Wolfthora groaned. “You’re unbearable.”
“I mean it,” Nyssarra said, lifting her head again. “You didn’t just make me weapons. You thought about how I fight.”
The warrior’s grin faded. For once, she wasn’t posturing.
“I watch you,” she said, voice lower now. “When we’re in the thick of it. You move like... like water and glass. Clean. Sharp. You don’t need another blade. You need arrows that won’t shatter when they hit a bone plate or lose balance in a gust.”
Nyssarra blinked, surprised by the clarity in those words.
Wolfthora looked away, suddenly very interested in her sword again. “I don’t say things right. You know that.”
“You say them like thunder,” Nyssarra replied. “And sometimes that’s exactly what’s needed.”
She stood and walked around the fire, kneeling beside Wolfthora. The rune-tipped arrow was still in her hand.
“I will carry them,” she said softly. “Not because I need better weapons. But because they are from you.”
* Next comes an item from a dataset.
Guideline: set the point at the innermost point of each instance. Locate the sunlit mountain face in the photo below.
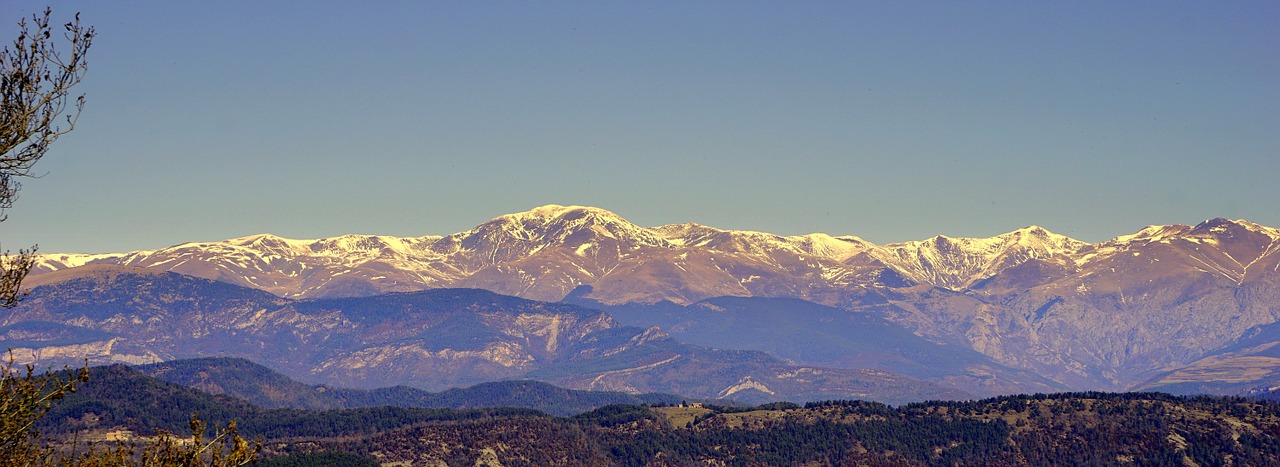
(1111, 315)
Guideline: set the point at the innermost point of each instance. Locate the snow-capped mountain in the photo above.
(549, 251)
(1105, 315)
Wolfthora glanced at her. Their eyes locked.
“And I’ll use them when it matters most.”
The flame cracked again. Their shadows stretched together across the moss and earth, indistinct but joined.
There was no kiss. No confession. Just the wind through the trees, and the smallest nod from Wolfthora—an unspoken agreement.
“I figured,” Wolfthora said at last. “If you’re gonna walk into danger for everyone else, you might as well do it with something that reminds you you’re not doing it alone.”
Nyssarra let the words settle. Then she placed a hand lightly on Wolfthora’s shoulder. The contact was brief. Grounded. Real.
They sat together a while longer, not needing to speak.
And when the moon rose above the treetops, its light caught on the fletching of twelve perfect arrows resting beside the ranger—steel and runes forged by flame and offered in silence.